Katie makes a mental note of the design, imagining it around the missing woman’s throat. It’s unique, could be crucial.

‘Who was invited for this special anniversary dinner?’ Katie asks.

Max looks outside at the patio furniture. Katie too. She counts eight chairs, but they could have brought out more.

‘There was Jonny, my publisher, and his partner, Matthew. Theo Smythe, he’s in charge of the Herald.’ Katie nods, the editor of the local newspaper well known to her. ‘And Theo’s wife Nicky. And Fiona and Lawrence Townsend. I’ve known the Smythes and Townsends since I bought this place back in 2001, Jonny even longer.
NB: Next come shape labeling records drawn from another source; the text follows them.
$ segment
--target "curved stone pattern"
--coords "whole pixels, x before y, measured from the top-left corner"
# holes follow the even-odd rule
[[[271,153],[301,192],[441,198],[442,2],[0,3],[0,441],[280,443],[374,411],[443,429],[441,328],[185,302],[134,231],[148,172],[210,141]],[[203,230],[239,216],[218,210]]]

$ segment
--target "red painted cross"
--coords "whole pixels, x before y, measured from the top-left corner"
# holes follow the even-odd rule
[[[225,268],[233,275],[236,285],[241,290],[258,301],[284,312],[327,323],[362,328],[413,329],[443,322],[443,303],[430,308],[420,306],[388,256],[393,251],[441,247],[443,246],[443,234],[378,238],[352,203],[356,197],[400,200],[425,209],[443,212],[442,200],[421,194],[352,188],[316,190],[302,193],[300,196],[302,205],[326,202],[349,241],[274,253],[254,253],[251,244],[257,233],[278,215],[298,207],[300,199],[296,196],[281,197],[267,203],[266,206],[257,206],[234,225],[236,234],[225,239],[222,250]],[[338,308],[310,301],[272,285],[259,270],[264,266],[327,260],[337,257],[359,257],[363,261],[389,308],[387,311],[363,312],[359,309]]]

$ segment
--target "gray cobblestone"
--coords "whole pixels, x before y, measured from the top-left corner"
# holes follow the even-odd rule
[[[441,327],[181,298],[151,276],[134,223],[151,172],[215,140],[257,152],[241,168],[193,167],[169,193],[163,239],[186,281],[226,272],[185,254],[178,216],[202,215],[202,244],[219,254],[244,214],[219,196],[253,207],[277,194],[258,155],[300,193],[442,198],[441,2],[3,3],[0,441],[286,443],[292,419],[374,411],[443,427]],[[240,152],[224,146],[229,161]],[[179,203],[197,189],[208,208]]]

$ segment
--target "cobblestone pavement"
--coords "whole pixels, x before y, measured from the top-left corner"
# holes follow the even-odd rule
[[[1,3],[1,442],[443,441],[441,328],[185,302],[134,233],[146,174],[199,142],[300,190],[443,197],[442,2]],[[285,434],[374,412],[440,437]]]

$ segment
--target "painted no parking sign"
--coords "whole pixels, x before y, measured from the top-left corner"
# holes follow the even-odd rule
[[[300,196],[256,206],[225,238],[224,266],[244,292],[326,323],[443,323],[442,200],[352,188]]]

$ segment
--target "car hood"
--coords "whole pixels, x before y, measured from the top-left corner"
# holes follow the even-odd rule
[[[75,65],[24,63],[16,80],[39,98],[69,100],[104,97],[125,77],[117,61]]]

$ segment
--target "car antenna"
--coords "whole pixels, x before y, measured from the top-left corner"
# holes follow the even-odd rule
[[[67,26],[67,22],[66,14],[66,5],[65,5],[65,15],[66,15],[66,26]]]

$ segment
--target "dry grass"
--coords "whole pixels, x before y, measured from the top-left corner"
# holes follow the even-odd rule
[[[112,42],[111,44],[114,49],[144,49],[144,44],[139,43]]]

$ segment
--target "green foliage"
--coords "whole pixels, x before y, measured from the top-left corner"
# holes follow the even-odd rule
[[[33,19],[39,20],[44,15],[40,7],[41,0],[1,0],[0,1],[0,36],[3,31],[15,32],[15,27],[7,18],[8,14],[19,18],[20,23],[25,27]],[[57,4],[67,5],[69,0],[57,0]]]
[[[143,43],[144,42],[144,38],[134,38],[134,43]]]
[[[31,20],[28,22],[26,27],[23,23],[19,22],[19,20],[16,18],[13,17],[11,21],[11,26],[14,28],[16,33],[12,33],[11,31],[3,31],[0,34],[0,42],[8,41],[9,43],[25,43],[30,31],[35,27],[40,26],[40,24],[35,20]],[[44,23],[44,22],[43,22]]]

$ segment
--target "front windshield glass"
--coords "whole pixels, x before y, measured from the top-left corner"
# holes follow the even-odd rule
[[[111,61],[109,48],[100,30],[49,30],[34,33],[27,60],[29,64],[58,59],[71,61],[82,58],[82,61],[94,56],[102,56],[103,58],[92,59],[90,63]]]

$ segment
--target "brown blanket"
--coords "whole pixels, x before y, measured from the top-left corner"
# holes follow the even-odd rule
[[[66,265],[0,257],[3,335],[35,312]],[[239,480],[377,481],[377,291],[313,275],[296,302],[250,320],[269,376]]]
I can write down their contact details for you, but I fail to see what relevance this has to—’

‘Three couples besides you and your wife?’ Katie asks and Max nods. ‘Anyone else?’

‘Two of Julia’s friends arrived from London as we were finishing dinner.’

‘And their names?’ Katie asks.

‘Ben Fortune is an old friend of my wife, from her college days, and there was a woman with him. I don’t recall her name.’

‘Ten years of marriage and you don’t know the name of one of your wife’s closest friends?’ Katie asks, injecting deliberate reproach into her tone.

Chris shoots her a warning look and she frowns back at him. She can be a bit direct at times, she knows that, but it needs asking.

‘She wasn’t a close friend as far as I know,’ Max snaps back, deep lines creasing his smooth and slightly tanned face. ‘I’d certainly never met her before.’

‘What time did they arrive?’ Katie asks.

‘Must have been around eleven. They’d caught the last train from London, then a taxi from the station. I wasn’t expecting them, Julia hadn’t said.’

Chris looks up from his notes, listening as Katie asks, ‘Why didn’t your wife tell you they were coming?’

‘She knew I wouldn’t want Ben here, making our dinner guests feel uncomfortable, which is exactly what happened.’

‘You don’t like him?’ Chris asks.

Max shakes his head. ‘I’ve only met him once, maybe twice before, but no, I don’t like him. He’s normally off his face on something, which hardly helps.’

‘Drugs?’ Chris asks.

‘Wouldn’t be surprised. He was definitely drunk. As soon as Julia took them down to the
swimming pool everyone else made their excuses and left. It was humiliating.’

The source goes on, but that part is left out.